In this case, the ALJ declined to credit plaintiff's testimony that she needed to elevate her leg "as the file does not support chronic edema or any other symptom that might support the need to consistently elevate the leg, nor does any medical source opine that elevation is necessary to such an extent." (Tr. 26). Plaintiff has not cited to any objective evidence or medical opinion supporting her testimony about elevating her leg, nor has she shown that the ALJ was required to accept the VE's testimony based on an unsupported hypothetical question. The ALJ committed no error by incorporating only those limitations into the RFC that she found credible.

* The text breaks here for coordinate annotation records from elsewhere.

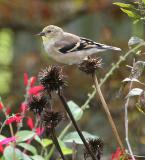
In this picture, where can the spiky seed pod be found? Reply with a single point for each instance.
(37, 103)
(90, 65)
(96, 145)
(52, 78)
(50, 119)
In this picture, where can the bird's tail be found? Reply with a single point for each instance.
(111, 48)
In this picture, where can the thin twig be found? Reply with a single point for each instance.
(55, 141)
(63, 100)
(105, 106)
(126, 124)
(91, 96)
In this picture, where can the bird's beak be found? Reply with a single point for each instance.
(40, 34)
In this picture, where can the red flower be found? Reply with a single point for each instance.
(16, 118)
(23, 107)
(8, 110)
(39, 131)
(1, 148)
(30, 123)
(36, 89)
(1, 106)
(117, 155)
(25, 79)
(8, 140)
(32, 81)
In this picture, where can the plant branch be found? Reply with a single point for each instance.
(54, 138)
(102, 81)
(105, 106)
(63, 100)
(126, 124)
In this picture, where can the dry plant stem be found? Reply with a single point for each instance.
(102, 81)
(55, 141)
(104, 104)
(126, 125)
(34, 129)
(63, 100)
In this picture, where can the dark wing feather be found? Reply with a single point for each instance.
(83, 44)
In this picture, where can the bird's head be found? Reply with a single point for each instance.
(51, 32)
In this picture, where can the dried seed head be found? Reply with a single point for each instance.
(50, 119)
(52, 78)
(96, 145)
(90, 65)
(37, 103)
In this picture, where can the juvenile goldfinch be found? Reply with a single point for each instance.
(68, 48)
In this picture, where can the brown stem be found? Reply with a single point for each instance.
(104, 104)
(55, 141)
(63, 100)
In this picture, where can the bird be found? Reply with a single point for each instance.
(68, 48)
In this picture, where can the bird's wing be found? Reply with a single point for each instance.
(71, 43)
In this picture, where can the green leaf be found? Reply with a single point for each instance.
(37, 138)
(9, 154)
(64, 148)
(130, 13)
(135, 41)
(74, 137)
(2, 137)
(46, 142)
(135, 92)
(75, 109)
(24, 135)
(37, 157)
(28, 147)
(124, 5)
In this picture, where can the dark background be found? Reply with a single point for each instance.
(99, 20)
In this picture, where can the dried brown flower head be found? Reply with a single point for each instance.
(50, 119)
(52, 78)
(37, 103)
(90, 65)
(96, 145)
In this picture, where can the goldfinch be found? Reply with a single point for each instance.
(68, 48)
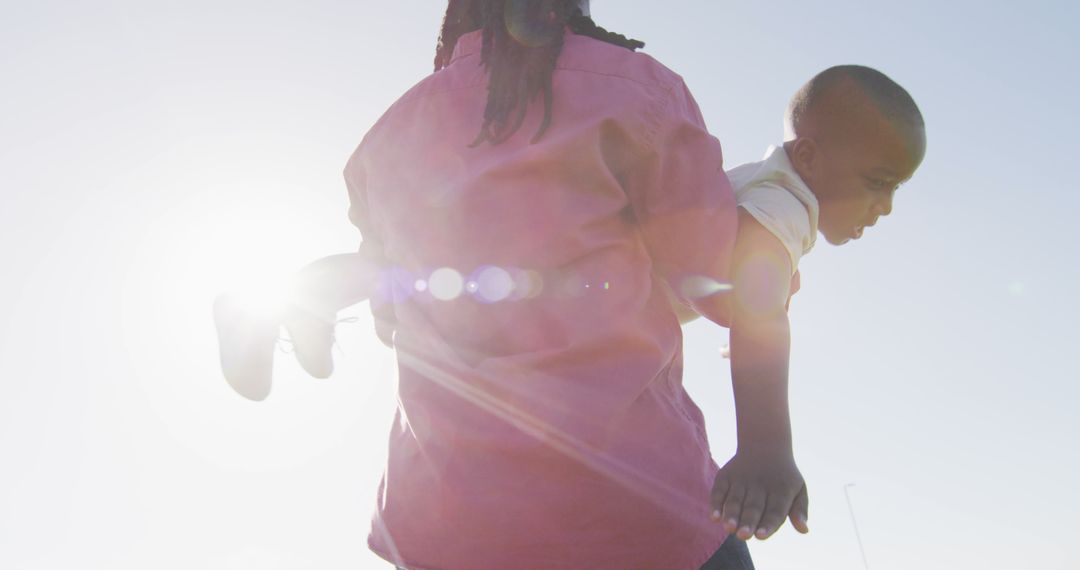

In sum, the Court finds that the ALJ's RFC determination is supported by substantial evidence. Plaintiff's assignment of error should be overruled.
IT IS THEREFORE RECOMMENDED that the decision of the Commissioner be AFFIRMED and this case be closed on the docket of the Court. Date: 11/5/2020
/s/_________
Karen L. Litkovitz
United States Magistrate Judge
NOTICE TO THE PARTIES REGARDING THE FILING OF OBJECTIONS TO R&R
Pursuant to Fed. R. Civ. P. 72(b), WITHIN 14 DAYS after being served with a copy of the recommended disposition, a party may serve and file specific written objections to the proposed findings and recommendations. This period may be extended further by the Court on timely motion for an extension. Such objections shall specify the portions of the Report objected to and shall be accompanied by a memorandum of law in support of the objections. If the Report and Recommendation is based in whole or in part upon matters occurring on the record at an oral hearing, the objecting party shall promptly arrange for the transcription of the record, or such portions of it as all parties may agree upon, or the Magistrate Judge deems sufficient, unless the assigned District Judge otherwise directs. A party may respond to another party's objections WITHIN 14 DAYS after being served with a copy thereof. Failure to make objections in accordance with this procedure may forfeit rights on appeal. See Thomas v. Arn, 474 U.S. 140 (1985); United States v. Walters, 638 F.2d 947 (6th Cir. 1981).